Clinical Denials & CDI Administrative Coordinator

Adventist HealthRoseville, CA
225d

About The Position

Located in the metropolitan area of Sacramento, the Adventist Health corporate headquarters have been based in Roseville, California, for more than 40 years. In 2019, we unveiled our WELL-certified campus - a rejuvenating place for associates systemwide to collaborate, innovate and connect. Whether virtual or on campus, Adventist Health Roseville and shared service teams have access to enjoy a welcoming space designed to promote well-being and inspire your best work. Job Summary: Assists the clinical denials team & CDI team by coordinating the process of handling Inpatient denied claims from insurance payers/auditors, focusing on identifying the denied topics for clinical validation/DRG down grade, implementing corrective actions, and ensuring timely resolution to minimize financial losses. Supports the team's key processes by maintaining resource documents, spreadsheets and performing various tasks as delegated by the denial management CDI team by maintaining records and tracking appeals.
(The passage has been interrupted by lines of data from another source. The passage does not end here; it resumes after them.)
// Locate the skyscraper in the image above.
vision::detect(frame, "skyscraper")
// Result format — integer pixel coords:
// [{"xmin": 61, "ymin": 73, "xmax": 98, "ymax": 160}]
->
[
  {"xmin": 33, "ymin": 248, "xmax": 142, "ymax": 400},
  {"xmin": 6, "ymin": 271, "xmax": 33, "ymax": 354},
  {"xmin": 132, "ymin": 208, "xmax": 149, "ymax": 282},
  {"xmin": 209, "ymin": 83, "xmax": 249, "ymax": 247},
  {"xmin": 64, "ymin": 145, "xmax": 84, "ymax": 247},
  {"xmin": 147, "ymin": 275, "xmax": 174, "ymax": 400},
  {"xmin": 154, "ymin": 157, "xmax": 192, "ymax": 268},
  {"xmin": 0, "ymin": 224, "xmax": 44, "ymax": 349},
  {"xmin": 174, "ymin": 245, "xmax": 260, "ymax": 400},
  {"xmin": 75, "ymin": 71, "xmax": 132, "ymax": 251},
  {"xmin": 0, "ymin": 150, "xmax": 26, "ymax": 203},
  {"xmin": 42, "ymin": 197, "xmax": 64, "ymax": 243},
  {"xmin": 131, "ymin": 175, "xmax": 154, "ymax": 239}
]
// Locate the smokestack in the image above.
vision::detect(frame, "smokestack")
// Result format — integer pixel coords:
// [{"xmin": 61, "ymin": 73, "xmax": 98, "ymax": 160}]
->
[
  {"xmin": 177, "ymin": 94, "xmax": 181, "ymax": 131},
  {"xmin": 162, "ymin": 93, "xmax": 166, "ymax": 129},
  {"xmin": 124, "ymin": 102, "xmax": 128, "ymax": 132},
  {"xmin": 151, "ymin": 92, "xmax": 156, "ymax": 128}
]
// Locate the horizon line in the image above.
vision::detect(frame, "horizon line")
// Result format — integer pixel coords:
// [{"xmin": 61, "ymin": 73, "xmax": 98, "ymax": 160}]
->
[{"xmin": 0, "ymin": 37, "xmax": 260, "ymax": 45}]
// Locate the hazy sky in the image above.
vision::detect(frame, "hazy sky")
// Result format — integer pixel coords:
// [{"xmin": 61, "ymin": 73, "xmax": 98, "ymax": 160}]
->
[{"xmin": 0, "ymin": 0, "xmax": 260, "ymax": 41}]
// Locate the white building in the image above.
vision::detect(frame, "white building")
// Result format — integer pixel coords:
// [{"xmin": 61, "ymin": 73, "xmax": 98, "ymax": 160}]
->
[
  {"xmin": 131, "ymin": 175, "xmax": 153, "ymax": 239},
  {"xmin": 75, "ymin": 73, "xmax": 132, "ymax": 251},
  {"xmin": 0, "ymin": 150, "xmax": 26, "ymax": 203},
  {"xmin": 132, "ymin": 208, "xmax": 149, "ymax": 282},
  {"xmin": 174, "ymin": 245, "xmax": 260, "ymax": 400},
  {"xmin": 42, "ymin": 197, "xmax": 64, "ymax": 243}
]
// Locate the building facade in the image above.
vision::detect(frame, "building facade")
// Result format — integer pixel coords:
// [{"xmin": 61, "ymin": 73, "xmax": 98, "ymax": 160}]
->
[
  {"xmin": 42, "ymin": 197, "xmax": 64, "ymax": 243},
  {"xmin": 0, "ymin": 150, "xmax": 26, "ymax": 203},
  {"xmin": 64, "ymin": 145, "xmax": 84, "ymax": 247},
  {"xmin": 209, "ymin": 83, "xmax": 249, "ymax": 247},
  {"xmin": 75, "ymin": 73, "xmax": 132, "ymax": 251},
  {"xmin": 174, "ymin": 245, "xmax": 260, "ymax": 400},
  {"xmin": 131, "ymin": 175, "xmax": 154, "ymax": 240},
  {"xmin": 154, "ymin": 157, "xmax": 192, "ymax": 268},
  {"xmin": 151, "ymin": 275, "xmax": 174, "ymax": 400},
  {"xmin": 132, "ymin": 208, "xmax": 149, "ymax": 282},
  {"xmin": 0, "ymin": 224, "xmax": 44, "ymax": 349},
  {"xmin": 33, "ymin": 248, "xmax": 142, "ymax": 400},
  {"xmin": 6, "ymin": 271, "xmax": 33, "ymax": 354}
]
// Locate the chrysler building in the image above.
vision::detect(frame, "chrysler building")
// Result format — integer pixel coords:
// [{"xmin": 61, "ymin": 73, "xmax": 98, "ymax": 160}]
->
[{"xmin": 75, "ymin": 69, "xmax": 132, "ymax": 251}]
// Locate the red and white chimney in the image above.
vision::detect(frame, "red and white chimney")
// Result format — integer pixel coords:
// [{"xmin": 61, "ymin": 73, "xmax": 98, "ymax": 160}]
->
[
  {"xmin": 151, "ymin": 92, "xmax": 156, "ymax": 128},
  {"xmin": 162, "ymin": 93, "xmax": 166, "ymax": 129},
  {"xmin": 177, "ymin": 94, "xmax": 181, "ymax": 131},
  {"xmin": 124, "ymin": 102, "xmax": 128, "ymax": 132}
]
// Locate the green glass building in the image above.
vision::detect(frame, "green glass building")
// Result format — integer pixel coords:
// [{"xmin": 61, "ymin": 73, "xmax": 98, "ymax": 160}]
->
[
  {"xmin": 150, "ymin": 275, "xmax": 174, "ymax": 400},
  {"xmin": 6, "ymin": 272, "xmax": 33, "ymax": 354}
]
Communicates and follows up with payers via email, Fax, electronic portal, paper mail and assisting with process improvements to optimize reimbursement and minimize denials.

Requirements

  • High School Education/GED or equivalent: Preferred
  • Associate's/Technical Degree or equivalent combination of education/related experience: Preferred
  • Three years' experience within healthcare revenue cycle or other healthcare field performing any variety of organizational, administrative, or process improvement functions: Preferred
  • Two years' of experience within healthcare revenue cycle or other healthcare field: Preferred
  • Experience in healthcare billing/denial/coding experience: Required

Responsibilities

  • Coordinates the appeal process for all AH facilities clinical.
  • Acts as a resource for staff questions related to information workflow and timely filing.
  • Escalates issues to management if deadlines are missed, payer responses are not received, or process gaps are identified.
  • Assists with identifying and resolving system and payer issues that result in payment delays, incorrect payments.
  • Collaborates and communicates regularly with contracted Health Plans, internal departments and any other teams when appropriate.
  • Ensures all applicable department and regulatory targets for productivity and department performance process improvements in the area of denials are attained.
  • Identifies, documents and reports incidents with missing information pertinent to payer denials.
  • Provides helpful assistance in anticipating and responding to the needs of the clinical denial team.
  • Uploads denial letters and enters case information obtained from the EOB/claim/denial letter into the Veracity software.
  • Collaborates with coding, billing vendors, revenue integrity teams, and managers to ensure timely and accurate claim processing and denial resolution.
  • Assists the clinical documentation integrity team in other (non-denial) administrative responsibilities, if needed.
  • Tracks progress and outcomes of denial and appeal processes under the CDI denials team leadership.
  • Works in a fast-paced environment, utilizing your skills to manage inpatient denials and ensure accurate reimbursement.
  • Stays informed about the latest regulations and best practices in denial management to ensure compliance and optimize the denial process.
  • Assists with monitoring authorization, notification, and clinical validation/DRG down grade denials and appeals submitted by the clinical denial team.
  • Maintains an accurate list of how to submit appeals and appeal timeframes for various payers.
  • Submits and tracks appeals until final resolution.
  • Assists in reviewing contract language to determine whether the insurance company's reimbursement policy conflicts with Adventist Health contract with the payer.
  • Performs intake of audit adjustment requests and assists with triaging adjustment requests and claim denials to ensure they are routed to the appropriate staff.
  • Coordinates timely processing of all appeals at all levels.
  • Submits appeals, assists with contacting payers for appeal status, monitors claim activity for appeal outcomes, and performs data entry related to appeal activities.
  • Tracks the status of appeals, including deadlines and outcomes.
  • Monitors and works denials report received from patient financial services (PFS) and maintains close working relationship with PFS.
  • Assists with the preparation of appeal letters and supporting documentation.
  • Follows up with payers to ensure timely responses and resolution of appeals.
  • Serves as a point of contact for inquiries related to denials and appeals.
  • Collaborates with the denial management team to ensure efficient and effective denial resolution.
  • Performs other duties as assigned by the clinical denials team/CDI leadership.
  • Identifies and reviews denials, redistributes appropriately to the correct team if needed.
  • Performs high-volume printing, copying, and mailing of patient statements, appeals, and office packets.
  • Performs other job-related duties as assigned.